世界史では、宣教師保護を名目に始まった軍事行動が、帝国主義時代の植民地支配へ変わっていく例として重要です。
まず一言でいうと
インドシナ出兵は、フランスがベトナムを植民地化するきっかけになった1858年開始の軍事行動です。最初は宣教師保護を掲げましたが、結果としてサイゴン占領、サイゴン条約、コーチシナ獲得へ進みました。
| 項目 | 内容 |
|---|---|
| 出来事 | インドシナ出兵、コーチシナ遠征 |
| 開始 | 1858年 |
| 主な当事者 | フランス・スペイン連合軍、ベトナム阮朝 |
| 最初の攻撃地 | ダナン、当時のトゥーラン |
| 重要な転機 | 1859年サイゴン占領、1862年サイゴン条約 |
| 結果 | フランスがコーチシナ支配の足場を得た |
| 世界史上の意味 | フランス領インドシナ形成の出発点 |
インドシナ出兵はいつ・どこで起きたか
インドシナ出兵は、1858年に始まりました。最初の攻撃地はベトナム中部のダナンです。当時の欧文資料ではトゥーランとも呼ばれました。
フランス海軍のリゴー・ド・ジュヌイイが指揮し、フランスとスペインの連合軍が出動しました。スペインが加わった背景には、ベトナムでスペイン系宣教師が処刑されたことがありました。
しかし、ダナンでの作戦は長期化し、フランス側は短期間でベトナムを屈服させることに失敗しました。その後、作戦の重心は南部のサイゴンへ移ります。
背景
インドシナ出兵の背景には、3つの要素があります。第一に、ナポレオン3世期のフランスが海外進出を強めたことです。第二に、ベトナムでカトリック宣教師への弾圧があり、フランスが宣教師保護を介入の口実にしたことです。
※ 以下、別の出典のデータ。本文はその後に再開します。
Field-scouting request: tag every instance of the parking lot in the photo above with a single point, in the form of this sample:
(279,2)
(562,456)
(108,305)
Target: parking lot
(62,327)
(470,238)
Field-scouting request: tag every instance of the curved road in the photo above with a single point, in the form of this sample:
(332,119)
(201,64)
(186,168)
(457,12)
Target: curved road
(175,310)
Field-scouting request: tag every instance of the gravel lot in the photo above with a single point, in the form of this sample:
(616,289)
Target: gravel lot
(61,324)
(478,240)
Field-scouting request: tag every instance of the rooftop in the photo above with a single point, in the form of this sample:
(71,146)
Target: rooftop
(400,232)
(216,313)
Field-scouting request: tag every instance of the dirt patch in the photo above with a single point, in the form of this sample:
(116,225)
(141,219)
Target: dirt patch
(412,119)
第三に、19世紀半ば以後の東南アジアで、イギリス、オランダ、フランスが植民地支配を広げていたことです。
| 背景 | 内容 | 意味 |
|---|---|---|
| ナポレオン3世の外交 | ナポレオン3世は海外での影響力拡大を進めた | フランスの対外威信と植民地拡大に関係 |
| 宣教師保護 | ベトナムでカトリック宣教師への弾圧が問題化 | 軍事介入の名目になった |
| 東南アジアの植民地競争 | イギリス、オランダ、フランスが支配圏を拡大 | インドシナ支配が列強競争の一部になった |
| 中国市場への関心 | メコン川・紅河を通じた中国南部への接近が注目された | ベトナム北部・内陸方面への関心につながった |
同じ時期のアジアでは、アヘン戦争後に清が列強の圧力を受け、東アジア・東南アジアで不平等条約と軍事介入が広がっていました。
原因
直接の原因は、宣教師保護をめぐるフランスの介入でした。ベトナム阮朝は、国内統治と宗教秩序を守るためにキリスト教を警戒し、宣教師や信徒を弾圧しました。
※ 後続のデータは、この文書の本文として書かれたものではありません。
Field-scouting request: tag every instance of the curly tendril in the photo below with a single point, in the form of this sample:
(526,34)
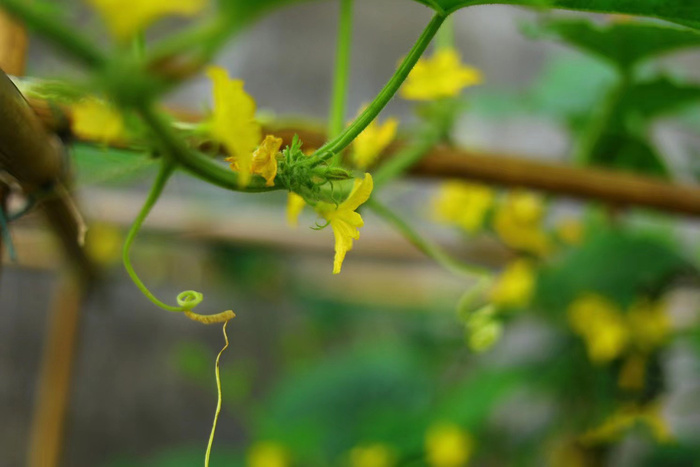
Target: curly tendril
(187,300)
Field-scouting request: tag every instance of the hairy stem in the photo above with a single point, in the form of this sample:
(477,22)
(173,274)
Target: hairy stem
(341,141)
(341,73)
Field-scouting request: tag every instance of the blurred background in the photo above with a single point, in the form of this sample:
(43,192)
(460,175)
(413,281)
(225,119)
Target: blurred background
(319,364)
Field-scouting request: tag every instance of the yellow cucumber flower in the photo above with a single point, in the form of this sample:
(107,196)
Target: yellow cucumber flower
(373,140)
(463,204)
(602,326)
(515,285)
(627,417)
(295,204)
(447,445)
(95,120)
(125,18)
(373,455)
(264,159)
(518,222)
(267,454)
(442,75)
(232,122)
(343,219)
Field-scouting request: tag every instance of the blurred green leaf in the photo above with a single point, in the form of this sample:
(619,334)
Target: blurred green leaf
(617,264)
(97,165)
(646,100)
(377,394)
(624,44)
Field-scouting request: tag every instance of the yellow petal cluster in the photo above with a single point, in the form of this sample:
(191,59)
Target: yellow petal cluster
(264,159)
(626,418)
(373,141)
(463,204)
(442,75)
(96,120)
(448,445)
(373,455)
(125,18)
(608,332)
(267,454)
(515,286)
(518,222)
(343,219)
(232,122)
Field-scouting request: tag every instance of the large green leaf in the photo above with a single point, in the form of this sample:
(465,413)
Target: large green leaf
(650,99)
(623,43)
(617,264)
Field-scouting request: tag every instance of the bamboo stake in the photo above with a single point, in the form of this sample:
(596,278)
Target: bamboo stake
(46,437)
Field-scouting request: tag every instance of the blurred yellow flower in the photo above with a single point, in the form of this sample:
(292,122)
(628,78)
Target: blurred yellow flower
(518,222)
(516,284)
(232,122)
(601,325)
(295,204)
(264,159)
(609,332)
(442,75)
(125,18)
(373,141)
(343,219)
(570,231)
(103,243)
(627,417)
(373,455)
(95,120)
(463,204)
(448,445)
(267,454)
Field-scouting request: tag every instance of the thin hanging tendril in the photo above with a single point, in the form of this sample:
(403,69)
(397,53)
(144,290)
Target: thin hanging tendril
(218,403)
(187,300)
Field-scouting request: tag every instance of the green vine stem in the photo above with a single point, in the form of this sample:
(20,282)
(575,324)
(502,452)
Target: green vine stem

フランスはこれを軍事行動の理由にしました。ただし、出兵の目的は宣教師保護だけではありません。フランスは東南アジアで足場を築き、通商、市場、植民地支配の機会を広げようとしました。
そのため、インドシナ出兵は「宗教問題を口実にした植民地拡大」と見ると理解しやすくなります。
経過
1858年、フランス・スペイン連合軍はダナンへ上陸しました。フランス側はダナンを軍事拠点にしようとしましたが、ベトナム側の抵抗と病気、補給の難しさにより作戦は停滞します。
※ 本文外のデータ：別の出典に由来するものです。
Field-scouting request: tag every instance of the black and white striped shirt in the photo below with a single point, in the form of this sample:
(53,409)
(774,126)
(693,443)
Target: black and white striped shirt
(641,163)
1859年、フランス軍は南部のサイゴンを占領しました。サイゴンはメコンデルタに近く、南部支配の拠点になりました。
1861年以後、フランス軍はサイゴン周辺の支配を広げ、ベトナム阮朝は抵抗を続けながらも不利な状況に追い込まれました。1862年、阮朝はサイゴン条約を結びます。
サイゴン条約の内容
1862年のサイゴン条約は、インドシナ出兵の結果を決定づけた条約です。ベトナム阮朝は、フランスに南部の重要地域を割譲し、通商と宣教師活動に関する権利を認めました。
| 内容 | 説明 |
|---|---|
| 領土割譲 | サイゴンとコーチシナ東部3州などをフランスへ割譲 |
| 通商 | 複数の港を外国貿易に開いた |
| 宗教 | キリスト教宣教の自由を認めた |
| 賠償 | ベトナム側が賠償金を支払うことになった |
| 外交上の影響 | フランスがインドシナ半島に正式な足場を得た |
この条約は、ベトナムにとって主権と領土を大きく制限するものでした。フランスはここから南部コーチシナ支配を広げ、さらにベトナム中部・北部へ進出します。
ベトナム保護国化への流れ
インドシナ出兵は、南部コーチシナの支配で終わりませんでした。フランスはその後、ベトナム北部のトンキン、中部のアンナンへも圧力を強めました。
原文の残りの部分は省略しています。